We are delighted that Figure Eight is a launch partner for Google’s Cloud AutoML service. As more of the world’s software developers are embedding machine learning (ML) into their applications, Cloud AutoML is a great addition to the toolkit on Google Cloud Platform (GCP), and it fits in alongside the existing services including Computer Vision, Natural Language Processing, and Translation.
Cloud AutoML is new kind of machine learning offering from Google, as it is their first service where customers can adapt the machine learning to their own use case without having to build it from the ground up. Their previous computer vision service could identify a predefined set of labels in an image. For example, it might identify a ‘shoe’ in an image, but nothing more fine grained. With Cloud AutoML, a customer who cares a lot about shoes can identify very specific and fine-grained labels, like the type of shoe (“dress”, “athletic”, etc.), the type of fastening (“laces”, “buckles”, etc.), the type of heel, the brand, the specific color, or many other labels that could be applied to shoes. This is a very powerful extension to the existing machine learning products on GCP, as a customer can use the labels that are the most important for their business. For example, if you are trying to determine what styles of shoes are popular across 1000s of fashion websites, you would need to identify each of these specific features of the shoes, not just whether or not a shoe exists.
I demoed exactly this use case at Google Cloud Next for the launch of AutoML: how does WGSN, “The World’s Trend Authority”, identify the current trends in footwear and other fashion products?
The key to adapting machine learning to your labels for computer vision is to provide human-labeled examples of those images. Typically, you need thousands of examples of each label for a computer vision algorithm to learn how to correctly identify a given label. So, if you want to identify laces vs buckles on shoes, you need humans to manually label thousands of examples of each type of shoe. AutoML does a great job on the algorithm side, selecting the right kind of machine learning algorithm and parameters to get the most out of that data, but the need for human labels remains the most important “last mile” in machine learning.

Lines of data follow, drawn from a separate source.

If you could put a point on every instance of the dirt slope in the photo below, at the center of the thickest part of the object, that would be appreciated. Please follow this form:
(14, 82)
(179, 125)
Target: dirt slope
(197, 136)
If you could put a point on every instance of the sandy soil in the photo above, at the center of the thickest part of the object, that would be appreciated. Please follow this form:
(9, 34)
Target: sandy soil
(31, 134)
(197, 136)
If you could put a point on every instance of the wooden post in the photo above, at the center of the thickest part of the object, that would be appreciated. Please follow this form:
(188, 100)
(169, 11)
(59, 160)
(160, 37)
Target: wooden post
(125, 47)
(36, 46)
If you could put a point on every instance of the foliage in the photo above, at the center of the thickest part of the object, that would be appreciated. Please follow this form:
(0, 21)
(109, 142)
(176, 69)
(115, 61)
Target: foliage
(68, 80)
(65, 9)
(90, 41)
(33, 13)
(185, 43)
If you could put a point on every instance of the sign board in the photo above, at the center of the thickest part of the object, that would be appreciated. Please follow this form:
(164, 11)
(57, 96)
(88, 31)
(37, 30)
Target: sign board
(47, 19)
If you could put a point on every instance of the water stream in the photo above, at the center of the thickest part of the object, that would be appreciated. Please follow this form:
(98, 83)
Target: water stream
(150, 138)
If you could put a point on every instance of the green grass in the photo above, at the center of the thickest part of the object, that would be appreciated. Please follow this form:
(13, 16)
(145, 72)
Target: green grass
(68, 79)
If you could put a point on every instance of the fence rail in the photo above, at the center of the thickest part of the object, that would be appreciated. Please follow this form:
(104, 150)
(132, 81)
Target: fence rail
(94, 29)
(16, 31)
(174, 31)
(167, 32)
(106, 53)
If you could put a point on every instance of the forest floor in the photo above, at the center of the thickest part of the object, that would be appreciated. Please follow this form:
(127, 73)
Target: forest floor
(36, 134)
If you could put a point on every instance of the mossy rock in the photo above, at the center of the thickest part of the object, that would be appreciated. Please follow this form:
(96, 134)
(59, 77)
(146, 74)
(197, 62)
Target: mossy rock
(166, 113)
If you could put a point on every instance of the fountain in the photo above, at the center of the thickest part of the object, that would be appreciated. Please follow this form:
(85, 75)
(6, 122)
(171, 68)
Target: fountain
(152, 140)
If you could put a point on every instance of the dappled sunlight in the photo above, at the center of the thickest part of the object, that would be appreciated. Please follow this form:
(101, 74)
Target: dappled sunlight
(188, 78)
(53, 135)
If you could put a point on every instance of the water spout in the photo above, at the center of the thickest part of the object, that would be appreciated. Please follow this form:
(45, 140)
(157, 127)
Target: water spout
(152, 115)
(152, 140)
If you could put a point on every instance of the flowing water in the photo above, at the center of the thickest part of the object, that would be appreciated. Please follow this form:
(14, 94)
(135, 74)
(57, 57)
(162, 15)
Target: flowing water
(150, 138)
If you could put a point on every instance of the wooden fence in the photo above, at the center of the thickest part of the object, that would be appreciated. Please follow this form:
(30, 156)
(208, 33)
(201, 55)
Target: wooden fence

That’s where Figure Eight comes in. Figure Eight provides the software to create training data with the specific labels that matter to the customers and allows them to collect the labels they need to adapt their models to their specific use cases. Here’s an example from Figure Eight customer WGSN:
The configurable interface of our annotation platform allows WGSN’s machine learning experts to incorporate detailed instructions and pop-up photographs to ensure that people are providing the correct labels.
Figure Eight also has thousands of people in our marketplace who are experts in annotating fashion images. The same people who provide image labels for WGSN might also be labeling similar images for eBay (also a joint customer of Figure Eight and Google Cloud AutoML) or for dozens of other Figure Eight customers in the fashion industry, so WGSN is able to draw on their expertise while getting labels fast.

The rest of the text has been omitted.